Regular readers may remember that I was somewhat bemused at the news in February, that Elon Musk’s Tesla had invested some US$1.5Billion in Bitcoin, given Tesla’s green credentials, and the huge amount of often dirty energy required to ‘mine’ a Bitcoin.
Tesla also decided in March to accept Bitcoin in payment for their cars.
I nearly choked on my morning coffee as I read in a news article a few days ago, (and only 2 months on from his Bitcoin purchase), that Mr. Musk has decided Bitcoin is now wasteful and dirty.
Tesla has stopped accepting Bitcoin as payment for its cars, because of worries about its carbon emissions, Elon Musk has said.
Musk said that the company had stopped vehicle purchases with the virtual currency due to ‘rapidly increasing use of fossil fuels for Bitcoin mining’. Bitcoin immediately fell by around 4% against the US$ following the Twitter statement.
Until the Twitter statement, Musk had been probably the most high-profile supporter of Bitcoin and was proud to announce Tesla’s investment in early February.
Tesla only started accepting the cryptocurrency as payment in March, but has already reverted to traditional currencies.
“Tesla has suspended vehicle purchases using Bitcoin. We are concerned about rapidly increasing use of fossil fuels for Bitcoin mining and transactions, especially coal, which has the worst emissions of any fuel”.
“Cryptocurrency is a good idea on many levels and we believe it has a promising future, but this cannot come at great cost to the environment.
“Tesla will not be selling any Bitcoin and we intend to use it for transactions as soon as mining transitions to more sustainable energy. We are also looking at other cryptocurrencies that use [less than 1pc] of Bitcoin’s energy [per] transaction.”

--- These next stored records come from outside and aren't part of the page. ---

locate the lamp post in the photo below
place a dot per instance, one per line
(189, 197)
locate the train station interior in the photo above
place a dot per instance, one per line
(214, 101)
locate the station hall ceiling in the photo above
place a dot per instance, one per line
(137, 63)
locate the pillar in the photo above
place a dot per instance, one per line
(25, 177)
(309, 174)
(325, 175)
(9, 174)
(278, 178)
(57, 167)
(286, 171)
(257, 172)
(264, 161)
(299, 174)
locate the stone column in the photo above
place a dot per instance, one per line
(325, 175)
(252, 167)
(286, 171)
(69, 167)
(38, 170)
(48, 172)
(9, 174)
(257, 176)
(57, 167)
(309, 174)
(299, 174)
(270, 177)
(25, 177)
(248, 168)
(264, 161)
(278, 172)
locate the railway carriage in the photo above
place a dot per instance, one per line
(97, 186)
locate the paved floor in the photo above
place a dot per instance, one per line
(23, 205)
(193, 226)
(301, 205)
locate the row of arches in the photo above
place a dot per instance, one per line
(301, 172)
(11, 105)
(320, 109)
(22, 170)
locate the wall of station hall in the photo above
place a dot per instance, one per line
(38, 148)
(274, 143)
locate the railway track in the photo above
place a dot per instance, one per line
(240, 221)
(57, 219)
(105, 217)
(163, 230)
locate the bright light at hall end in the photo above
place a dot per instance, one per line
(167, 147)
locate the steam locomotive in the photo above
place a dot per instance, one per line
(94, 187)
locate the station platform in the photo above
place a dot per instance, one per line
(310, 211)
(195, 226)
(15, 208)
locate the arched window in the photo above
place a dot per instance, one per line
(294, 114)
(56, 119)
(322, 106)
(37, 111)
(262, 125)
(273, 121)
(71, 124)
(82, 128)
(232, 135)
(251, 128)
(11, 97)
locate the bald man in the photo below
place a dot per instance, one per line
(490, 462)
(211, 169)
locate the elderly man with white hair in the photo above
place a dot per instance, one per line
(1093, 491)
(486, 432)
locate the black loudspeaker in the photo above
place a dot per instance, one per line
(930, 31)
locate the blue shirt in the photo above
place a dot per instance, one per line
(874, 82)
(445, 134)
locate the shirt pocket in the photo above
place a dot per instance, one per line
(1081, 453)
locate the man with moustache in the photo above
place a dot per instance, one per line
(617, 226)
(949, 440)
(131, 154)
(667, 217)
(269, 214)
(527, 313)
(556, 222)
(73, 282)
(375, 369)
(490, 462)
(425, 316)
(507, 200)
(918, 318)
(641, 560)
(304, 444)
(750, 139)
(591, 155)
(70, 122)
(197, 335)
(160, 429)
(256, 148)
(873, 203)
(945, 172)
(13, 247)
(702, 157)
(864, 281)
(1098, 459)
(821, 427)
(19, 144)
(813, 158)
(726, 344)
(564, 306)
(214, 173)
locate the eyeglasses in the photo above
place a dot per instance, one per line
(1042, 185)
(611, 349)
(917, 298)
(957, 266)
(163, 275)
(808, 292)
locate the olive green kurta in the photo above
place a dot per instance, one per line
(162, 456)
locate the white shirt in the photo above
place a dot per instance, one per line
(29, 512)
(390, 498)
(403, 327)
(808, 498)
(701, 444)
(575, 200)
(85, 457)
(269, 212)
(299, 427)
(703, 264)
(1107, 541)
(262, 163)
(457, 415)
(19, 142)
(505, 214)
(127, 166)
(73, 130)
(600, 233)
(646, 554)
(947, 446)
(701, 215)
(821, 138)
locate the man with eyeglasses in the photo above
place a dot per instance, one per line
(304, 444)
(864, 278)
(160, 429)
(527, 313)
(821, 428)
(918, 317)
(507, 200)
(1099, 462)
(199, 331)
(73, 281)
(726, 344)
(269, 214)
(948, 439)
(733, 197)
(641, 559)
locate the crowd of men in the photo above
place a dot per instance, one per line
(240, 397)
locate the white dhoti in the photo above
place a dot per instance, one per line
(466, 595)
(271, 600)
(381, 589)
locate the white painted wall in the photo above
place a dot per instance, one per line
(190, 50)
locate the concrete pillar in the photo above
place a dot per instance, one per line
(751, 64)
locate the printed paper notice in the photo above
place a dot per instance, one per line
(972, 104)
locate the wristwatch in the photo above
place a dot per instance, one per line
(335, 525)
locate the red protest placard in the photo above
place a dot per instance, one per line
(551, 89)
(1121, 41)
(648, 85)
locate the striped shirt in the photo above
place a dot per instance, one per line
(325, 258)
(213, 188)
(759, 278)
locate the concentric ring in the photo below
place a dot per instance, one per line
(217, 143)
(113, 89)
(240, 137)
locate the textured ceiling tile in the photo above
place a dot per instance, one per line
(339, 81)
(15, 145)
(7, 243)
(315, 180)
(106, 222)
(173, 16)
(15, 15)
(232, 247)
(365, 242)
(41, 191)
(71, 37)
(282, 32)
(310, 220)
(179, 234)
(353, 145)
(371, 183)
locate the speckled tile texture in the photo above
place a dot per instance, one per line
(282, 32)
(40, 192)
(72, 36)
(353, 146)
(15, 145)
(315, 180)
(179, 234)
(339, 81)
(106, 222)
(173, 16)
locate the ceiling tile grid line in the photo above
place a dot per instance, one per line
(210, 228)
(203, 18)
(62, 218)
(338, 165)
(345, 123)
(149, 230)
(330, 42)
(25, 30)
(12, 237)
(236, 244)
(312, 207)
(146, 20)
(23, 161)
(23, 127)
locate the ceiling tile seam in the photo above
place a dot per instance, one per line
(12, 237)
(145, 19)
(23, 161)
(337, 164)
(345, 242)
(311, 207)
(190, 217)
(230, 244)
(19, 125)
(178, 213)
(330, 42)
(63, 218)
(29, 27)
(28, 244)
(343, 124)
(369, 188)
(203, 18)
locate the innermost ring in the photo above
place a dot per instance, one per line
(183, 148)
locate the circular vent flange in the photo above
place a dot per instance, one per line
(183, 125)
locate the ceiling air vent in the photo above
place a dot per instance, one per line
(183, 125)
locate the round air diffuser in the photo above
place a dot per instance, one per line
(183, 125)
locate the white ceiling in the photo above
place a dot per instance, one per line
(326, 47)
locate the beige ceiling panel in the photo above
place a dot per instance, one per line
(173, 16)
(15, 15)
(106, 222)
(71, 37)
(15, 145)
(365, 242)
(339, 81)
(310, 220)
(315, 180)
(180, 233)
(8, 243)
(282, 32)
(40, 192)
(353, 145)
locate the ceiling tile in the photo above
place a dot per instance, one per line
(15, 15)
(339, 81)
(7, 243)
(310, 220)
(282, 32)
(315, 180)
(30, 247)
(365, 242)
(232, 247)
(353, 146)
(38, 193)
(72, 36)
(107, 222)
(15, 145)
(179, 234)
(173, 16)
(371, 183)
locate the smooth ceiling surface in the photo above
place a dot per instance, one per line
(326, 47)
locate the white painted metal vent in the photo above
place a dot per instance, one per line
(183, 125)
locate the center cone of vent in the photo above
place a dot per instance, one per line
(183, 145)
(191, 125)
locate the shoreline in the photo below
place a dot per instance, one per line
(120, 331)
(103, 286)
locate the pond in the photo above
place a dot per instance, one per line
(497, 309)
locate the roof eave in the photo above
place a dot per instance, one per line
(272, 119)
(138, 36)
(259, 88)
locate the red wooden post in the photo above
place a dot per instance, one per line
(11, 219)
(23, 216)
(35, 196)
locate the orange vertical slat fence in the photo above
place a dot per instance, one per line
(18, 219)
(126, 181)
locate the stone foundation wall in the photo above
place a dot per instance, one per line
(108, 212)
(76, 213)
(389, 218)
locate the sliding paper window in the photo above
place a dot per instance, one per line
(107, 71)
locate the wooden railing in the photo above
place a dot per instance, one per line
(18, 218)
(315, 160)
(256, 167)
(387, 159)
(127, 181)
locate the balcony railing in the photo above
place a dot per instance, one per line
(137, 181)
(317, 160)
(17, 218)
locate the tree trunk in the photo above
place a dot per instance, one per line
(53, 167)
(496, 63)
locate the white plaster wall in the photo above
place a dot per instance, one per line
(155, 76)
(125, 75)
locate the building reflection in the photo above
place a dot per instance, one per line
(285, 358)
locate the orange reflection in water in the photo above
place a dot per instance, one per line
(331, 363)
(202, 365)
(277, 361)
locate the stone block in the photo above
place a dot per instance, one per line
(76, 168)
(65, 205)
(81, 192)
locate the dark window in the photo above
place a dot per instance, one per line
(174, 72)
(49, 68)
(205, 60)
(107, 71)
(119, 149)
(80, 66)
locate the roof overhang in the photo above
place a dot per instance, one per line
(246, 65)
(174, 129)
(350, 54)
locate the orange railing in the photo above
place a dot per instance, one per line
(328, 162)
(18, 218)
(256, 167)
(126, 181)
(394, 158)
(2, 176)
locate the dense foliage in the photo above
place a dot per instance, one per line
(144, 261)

However, despite Mr. Musk’s assertion that Tesla had no plans to sell any of its $1.5bn holding of Bitcoin, some news outlets suggested the company sold about $300million of it. If this is the case, the speculative purchase, and subsequent sale made Tesla a decent return.
Bitcoin has been widely criticised globally for its energy usage, which is now more than the total electricity consumption of Sweden and Argentina, according to the University of Cambridge’s Centre for Alternative Finance.
Addendum 17th May 2021
'Bitcoin prices are down 28% from a peak at $64,829.14 in mid-April, and Sunday’s trade was choppy for the world’s most prominent crypto after a tweet from digital-asset bull and Tesla Inc. TSLA, +3.16% CEO Elon Musk was interpreted as a threat to unload the $1.5 billion investment in bitcoin that the electric-vehicle company announced back in February.’
The mid-April move up was, in part, attributed to the Tesla purchase in early February, and this Sunday’s price drop of 8% on the day is probably a result of Musks Tweet.
This extreme price movement, based on a Tweet, really emphasises the view I expressed in my article in February. Ethical, environmentally aware viewpoints aside, some assets can be extremely volatile, with prices fluctuating on the whim of one well-known personality, and it is important to assess whether you are investing, speculating, or gambling.
Tabloid headlines suggesting that bitcoin will hit $1 million and warnings by regulators in the UK that investors “should be prepared to lose all their money” on crypto investments really need to be taken seriously, and in context.